The bans were initially triggered by federal law in the mid-1990s, but states are allowed to opt out of them at any time. With ample evidence that making life harder for people attempting to re-integrate from prison to society is counterproductive, many states have abandoned the policy as a drug war relic in the past decade.
The Georgia bill stops short of fully repealing the ban, as 20 states have done. But it would leave just five stubborn holdouts that maintain the full, unconditional lifetime food stamps ban for drug crimes. Georgia leaving that group would be particularly noteworthy because it has the largest Supplemental Nutrition Assistance Program (SNAP) population of any of the full-ban states.
The broader criminal justice reform package that includes the repeal is likely to pass after Monday’s vote. It’s already garnered unanimous report on the Senate floor, and the House judiciary committee’s sign-off means the lower chamber’s most informed members on criminal justice issues want their colleagues to say yes to the bill. The Atlanta Journal Constitution puts the bill’s odds of final passage at 67 percent.
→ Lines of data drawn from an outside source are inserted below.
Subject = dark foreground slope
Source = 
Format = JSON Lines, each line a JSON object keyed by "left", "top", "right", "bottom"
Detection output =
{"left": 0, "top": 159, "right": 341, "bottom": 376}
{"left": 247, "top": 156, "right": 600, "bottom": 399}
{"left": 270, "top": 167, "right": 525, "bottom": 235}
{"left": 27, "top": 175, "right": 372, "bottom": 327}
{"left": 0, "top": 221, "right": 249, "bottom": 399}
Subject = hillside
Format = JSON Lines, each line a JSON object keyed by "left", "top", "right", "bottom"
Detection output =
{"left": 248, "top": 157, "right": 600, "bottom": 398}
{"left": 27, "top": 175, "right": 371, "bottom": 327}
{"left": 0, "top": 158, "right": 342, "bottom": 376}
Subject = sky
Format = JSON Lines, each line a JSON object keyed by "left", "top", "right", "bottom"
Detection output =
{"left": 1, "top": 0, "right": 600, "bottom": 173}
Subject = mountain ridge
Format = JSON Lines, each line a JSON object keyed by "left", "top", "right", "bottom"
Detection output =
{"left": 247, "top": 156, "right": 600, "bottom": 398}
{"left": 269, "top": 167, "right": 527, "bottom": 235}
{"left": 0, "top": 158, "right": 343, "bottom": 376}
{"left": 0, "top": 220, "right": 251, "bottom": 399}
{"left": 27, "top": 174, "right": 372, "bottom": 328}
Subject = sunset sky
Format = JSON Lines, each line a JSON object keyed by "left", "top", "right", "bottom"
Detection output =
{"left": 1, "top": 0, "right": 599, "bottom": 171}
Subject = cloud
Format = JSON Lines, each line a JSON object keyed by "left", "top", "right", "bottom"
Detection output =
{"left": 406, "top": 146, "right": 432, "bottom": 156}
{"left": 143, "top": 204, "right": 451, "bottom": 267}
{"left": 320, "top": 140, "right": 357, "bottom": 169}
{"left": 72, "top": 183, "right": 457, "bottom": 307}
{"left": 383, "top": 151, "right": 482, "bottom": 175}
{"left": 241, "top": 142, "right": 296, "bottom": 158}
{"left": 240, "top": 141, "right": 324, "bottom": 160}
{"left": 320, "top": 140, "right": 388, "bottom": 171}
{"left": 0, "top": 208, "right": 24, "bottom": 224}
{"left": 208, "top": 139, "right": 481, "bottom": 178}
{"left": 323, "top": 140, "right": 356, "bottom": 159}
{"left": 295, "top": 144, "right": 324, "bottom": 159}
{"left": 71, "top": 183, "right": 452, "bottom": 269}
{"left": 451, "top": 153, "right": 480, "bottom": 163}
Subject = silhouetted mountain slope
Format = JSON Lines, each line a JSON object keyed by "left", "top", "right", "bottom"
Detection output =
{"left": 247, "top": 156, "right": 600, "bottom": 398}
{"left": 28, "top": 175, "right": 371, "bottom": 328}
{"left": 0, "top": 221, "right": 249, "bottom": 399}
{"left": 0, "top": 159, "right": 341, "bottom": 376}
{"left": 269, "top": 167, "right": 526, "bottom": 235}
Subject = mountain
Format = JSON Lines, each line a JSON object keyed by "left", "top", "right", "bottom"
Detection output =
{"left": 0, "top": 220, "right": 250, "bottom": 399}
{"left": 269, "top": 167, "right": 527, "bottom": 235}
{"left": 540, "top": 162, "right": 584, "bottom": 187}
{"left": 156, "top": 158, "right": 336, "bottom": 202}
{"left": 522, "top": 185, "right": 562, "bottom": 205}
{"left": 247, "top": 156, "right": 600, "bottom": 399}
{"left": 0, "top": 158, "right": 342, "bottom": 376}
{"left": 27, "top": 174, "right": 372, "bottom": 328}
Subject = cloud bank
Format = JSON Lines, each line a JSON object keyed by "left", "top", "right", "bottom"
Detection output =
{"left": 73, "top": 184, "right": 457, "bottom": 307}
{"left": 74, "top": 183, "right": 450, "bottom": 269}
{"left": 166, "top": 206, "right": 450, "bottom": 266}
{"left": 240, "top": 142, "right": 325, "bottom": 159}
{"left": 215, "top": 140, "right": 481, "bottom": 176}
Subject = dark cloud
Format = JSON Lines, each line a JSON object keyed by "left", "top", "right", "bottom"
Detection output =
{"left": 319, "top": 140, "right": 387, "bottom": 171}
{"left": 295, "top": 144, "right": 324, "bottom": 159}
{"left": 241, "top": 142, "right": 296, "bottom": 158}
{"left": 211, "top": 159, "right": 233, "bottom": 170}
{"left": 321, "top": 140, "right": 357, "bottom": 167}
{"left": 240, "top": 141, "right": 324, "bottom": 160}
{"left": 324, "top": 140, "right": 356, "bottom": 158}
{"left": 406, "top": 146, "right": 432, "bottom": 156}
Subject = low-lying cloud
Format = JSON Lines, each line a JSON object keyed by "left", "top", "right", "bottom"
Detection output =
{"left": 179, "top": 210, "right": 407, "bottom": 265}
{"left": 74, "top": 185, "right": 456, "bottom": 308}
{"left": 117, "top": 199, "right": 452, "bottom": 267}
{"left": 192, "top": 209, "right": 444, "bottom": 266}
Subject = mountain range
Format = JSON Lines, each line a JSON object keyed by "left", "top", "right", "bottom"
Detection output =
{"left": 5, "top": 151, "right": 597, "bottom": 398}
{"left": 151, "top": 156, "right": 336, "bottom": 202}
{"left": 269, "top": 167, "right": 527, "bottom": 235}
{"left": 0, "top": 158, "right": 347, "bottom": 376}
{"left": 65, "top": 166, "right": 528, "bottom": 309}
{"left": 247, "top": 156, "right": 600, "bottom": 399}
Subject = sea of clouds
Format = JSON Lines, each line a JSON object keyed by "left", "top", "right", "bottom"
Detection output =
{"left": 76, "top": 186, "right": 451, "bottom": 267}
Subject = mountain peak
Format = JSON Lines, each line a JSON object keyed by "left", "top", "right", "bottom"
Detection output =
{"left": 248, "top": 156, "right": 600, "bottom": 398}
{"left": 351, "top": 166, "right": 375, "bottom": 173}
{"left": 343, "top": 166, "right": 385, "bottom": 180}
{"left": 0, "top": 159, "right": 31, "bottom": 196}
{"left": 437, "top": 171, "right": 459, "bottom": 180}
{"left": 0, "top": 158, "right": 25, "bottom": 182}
Former Sen. Phil Gramm (R-TX) came up with the idea to bar destitute people from safety net programs for the rest of their lives if they are busted for a drug offense. The policy was tucked into the disastrous welfare reform bill of the mid-1990s at Gramm’s behest, with almost no discussion.
Several states defected from the bans almost immediately, though the exact shape of state-level policies varied widely. Gramm had designed the bans to kick in automatically unless states opted out of them. But bans were in effect for over a decade in more than half of all U.S. states, dooming untold millions of people to make their way back into the world after prison without basic food and welfare assistance.
The tables have flipped since, but only partway. Just six states maintain full bans for food stamps, but bans from the Temporary Assistance for Needy Families (TANF) program those same ex-convicts often rely upon remain intact in 12 states. Georgia is one of those 12, and the measure moving this spring would leave the TANF ban in place there.
There’s a similar push underway in Nebraska, where state Sen. Adam Morfeld (D) introduced legislation in January to repeal that state’s hybrid approach to the drug convictions ban. The bill would repeal Nebraska’s three-strikes SNAP ban and erase the requirement for drug convicts to attend addiction treatment courses to remain eligible for food stamps.
The legislative strategy in Nebraska also mirrors what’s happening in Georgia. Last week, lawmakers attached Morfeld’s measure to a broader package of reforms to the state’s parole system, increasing the odds that it will pass into law.
If it does, Nebraska will become the 21st state to abandon Gramm’s idea entirely for food stamps. But the drug convictions ban for TANF would remain in place — a dichotomy between rejecting a drug crime connection for food assistance but embracing it for the more flexible of the two main anti-poverty programs.
Nebraska is one of the dozen states that has never modified or waived the lifetime ban for welfare benefits, but would be just the third to take opposite stances on Gramm’s policy in TANF and SNAP.